Grapes will explode if you put them in the microwave.

Here's a fun (and dangerous) science experiment: If you split a grape almost in half and put it in the microwave, it will create an explosive fireball of plasma and lighting.

Scientists have explained that microwaves work by using microwave radiation to generate heat. If you heat up "nothing" in the microwave — or in this case a very small grape that doesn't absorb enough power — the electromagnetic waves have nothing to work on and become concentrated.

The grape itself then acts like an antenna and conducts the electricity in the microwave, causing small "plasma" fireballs.

Crackers will give you cavities faster than candy.

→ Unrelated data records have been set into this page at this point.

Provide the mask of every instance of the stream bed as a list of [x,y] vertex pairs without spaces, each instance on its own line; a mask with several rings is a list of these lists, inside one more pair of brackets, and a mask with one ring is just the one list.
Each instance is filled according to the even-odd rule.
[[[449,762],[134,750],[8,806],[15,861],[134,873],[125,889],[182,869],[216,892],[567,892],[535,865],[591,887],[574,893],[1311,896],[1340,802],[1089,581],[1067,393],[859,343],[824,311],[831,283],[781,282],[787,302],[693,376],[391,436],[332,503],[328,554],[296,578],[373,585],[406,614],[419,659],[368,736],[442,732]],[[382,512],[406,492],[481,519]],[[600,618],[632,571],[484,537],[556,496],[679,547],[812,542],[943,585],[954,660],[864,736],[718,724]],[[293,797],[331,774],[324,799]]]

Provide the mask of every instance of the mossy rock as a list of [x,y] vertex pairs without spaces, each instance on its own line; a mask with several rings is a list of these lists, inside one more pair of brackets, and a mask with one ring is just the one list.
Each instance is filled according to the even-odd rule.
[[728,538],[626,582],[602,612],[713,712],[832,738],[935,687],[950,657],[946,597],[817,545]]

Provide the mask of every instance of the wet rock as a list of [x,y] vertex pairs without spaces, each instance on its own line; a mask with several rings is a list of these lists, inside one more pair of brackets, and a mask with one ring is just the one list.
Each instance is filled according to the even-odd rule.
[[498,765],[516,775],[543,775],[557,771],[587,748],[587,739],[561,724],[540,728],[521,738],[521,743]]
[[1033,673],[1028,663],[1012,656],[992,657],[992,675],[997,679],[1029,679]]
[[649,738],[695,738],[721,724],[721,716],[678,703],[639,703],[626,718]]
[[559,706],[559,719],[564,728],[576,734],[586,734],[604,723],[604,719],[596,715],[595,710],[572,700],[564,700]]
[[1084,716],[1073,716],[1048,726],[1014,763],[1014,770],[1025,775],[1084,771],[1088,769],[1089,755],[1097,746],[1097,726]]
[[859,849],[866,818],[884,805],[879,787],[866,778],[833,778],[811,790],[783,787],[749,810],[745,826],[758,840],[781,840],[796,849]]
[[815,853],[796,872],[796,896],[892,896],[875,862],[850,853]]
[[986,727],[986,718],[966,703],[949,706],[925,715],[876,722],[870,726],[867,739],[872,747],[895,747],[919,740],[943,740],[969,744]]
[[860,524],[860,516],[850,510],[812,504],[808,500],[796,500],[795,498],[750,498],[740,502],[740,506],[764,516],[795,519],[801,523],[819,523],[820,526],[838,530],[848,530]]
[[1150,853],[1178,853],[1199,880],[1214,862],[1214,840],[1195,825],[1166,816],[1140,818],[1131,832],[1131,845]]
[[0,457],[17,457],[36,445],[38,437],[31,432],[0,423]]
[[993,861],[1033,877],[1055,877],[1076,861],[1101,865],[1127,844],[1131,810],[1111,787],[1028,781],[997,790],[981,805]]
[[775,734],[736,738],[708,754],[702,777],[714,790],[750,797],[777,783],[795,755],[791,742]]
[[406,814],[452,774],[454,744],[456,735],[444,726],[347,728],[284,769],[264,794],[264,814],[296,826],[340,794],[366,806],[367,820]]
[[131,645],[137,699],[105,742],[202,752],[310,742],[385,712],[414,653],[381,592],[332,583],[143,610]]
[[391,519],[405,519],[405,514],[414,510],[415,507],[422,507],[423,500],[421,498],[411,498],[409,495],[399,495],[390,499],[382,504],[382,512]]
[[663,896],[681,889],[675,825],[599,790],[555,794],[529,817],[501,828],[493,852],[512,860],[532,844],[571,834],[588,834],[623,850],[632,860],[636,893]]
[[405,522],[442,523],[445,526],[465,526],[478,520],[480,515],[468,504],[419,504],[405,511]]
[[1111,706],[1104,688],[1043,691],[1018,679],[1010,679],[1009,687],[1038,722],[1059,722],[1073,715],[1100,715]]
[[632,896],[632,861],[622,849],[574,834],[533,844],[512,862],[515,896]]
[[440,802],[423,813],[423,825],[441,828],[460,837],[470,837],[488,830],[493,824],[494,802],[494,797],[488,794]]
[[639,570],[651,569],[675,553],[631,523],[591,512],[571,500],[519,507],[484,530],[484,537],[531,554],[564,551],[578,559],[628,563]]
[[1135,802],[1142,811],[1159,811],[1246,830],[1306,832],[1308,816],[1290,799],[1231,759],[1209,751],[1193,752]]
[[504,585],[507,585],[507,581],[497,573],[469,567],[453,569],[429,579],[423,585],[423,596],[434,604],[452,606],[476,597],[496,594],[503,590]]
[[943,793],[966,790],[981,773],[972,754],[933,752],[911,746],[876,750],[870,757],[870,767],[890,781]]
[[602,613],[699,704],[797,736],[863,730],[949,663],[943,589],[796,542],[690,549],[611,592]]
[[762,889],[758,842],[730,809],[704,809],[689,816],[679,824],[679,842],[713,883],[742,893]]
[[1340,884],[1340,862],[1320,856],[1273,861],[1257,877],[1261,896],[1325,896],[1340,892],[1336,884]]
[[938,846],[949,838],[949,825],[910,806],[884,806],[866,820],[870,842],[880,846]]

The phrase "candy will rot your teeth" has probably been drilled into your head since you were a kid. But there are many foods out there that are worse for your dental hygiene than candy, like crackers. That's because acid — not sugar — is the major cause of tooth decay.

"Ever notice how saltine crackers or Goldfish become sticky in your mouth as you're chewing them?" Dr. Mark Burhenne of Askthedentist.com said. "Even better for the bacteria, that sticky goo gets stuck between your teeth and the bacteria can feast for even longer."

 

Eating too much nutmeg has the effect of a hallucinogenic drug.

Nutmeg may be the perfect addition to your hot beverage, but don't sprinkle on too much. Eating too much nutmeg can have the physical effects of a hallucinogenic drug, including out-of-body sensations, nausea, dizziness, and sluggish brain activity.

But, according to The New York Times, it takes a lot of nutmeg— more than two tablespoons — to start feeling the spice's drug-like effects, so there's no need to worry too much.

Chicken wings were considered throwaway parts before Buffalo wings were invented.

It's hard to imagine today, but before Buffalo wings were invented by Buffalo, New York Anchor Bar owner Teressa Bellissimo, chicken wings were usually thrown awaywith the rest of a chicken's gristle and bones. (Either that or they were used to make stock.)

As the story goes, in 1964 Bellissimo was looking to whip up a midnight snack for her college-aged son. Since she had recently received an accidental wholesale order of chicken wings, she decided to deep fry them, and then slather them in butter and hot sauce, serving what would later become an iconic bar snack.

 

Chili peppers contain a chemical that tricks your mouth into "thinking" it's being burned — that's why spicy food hurts so much.

That burning sensation you get when you eat spicy peppers is a mental reaction, not a physical one. Chili peppers contain a chemical known as capsaicin, which naturally binds to the pain receptors on our nerves.

Your brain thinks you are ingesting something hot, so you begin sweating and your face turns red. This is your body's way of trying to cool you down, even though there is no real temperature threat, only a perceived one.

An 11-year-old invented the Popsicle by accident.

Even though some details of the origin story have been debated, according to NPR, in 1905 11-year-old Frank Epperson left a mixture of soda and water in a cup outside overnight. His mixture froze and he ate his newfound treat.

Epperson called his invention the "Epsicle" and began selling it all over Neptune Beach in San Francisco that summer. When he got older, Epperson's children began calling his creation "Pop's 'Sicle," or "Popsicle."

 

Processed cheese was invented in Switzerland, not America.

We may think of processed cheese as an all-American invention (think Kraft and Cheez Whiz), but it turns out the Swiss came up with the idea first.

Walter Gerber and Fritz Stettler invented processed cheese in Switzerland in 1911 in order to improve the shelf-life of the product before it was shipped overseas, according to the Michigan Dairy Review.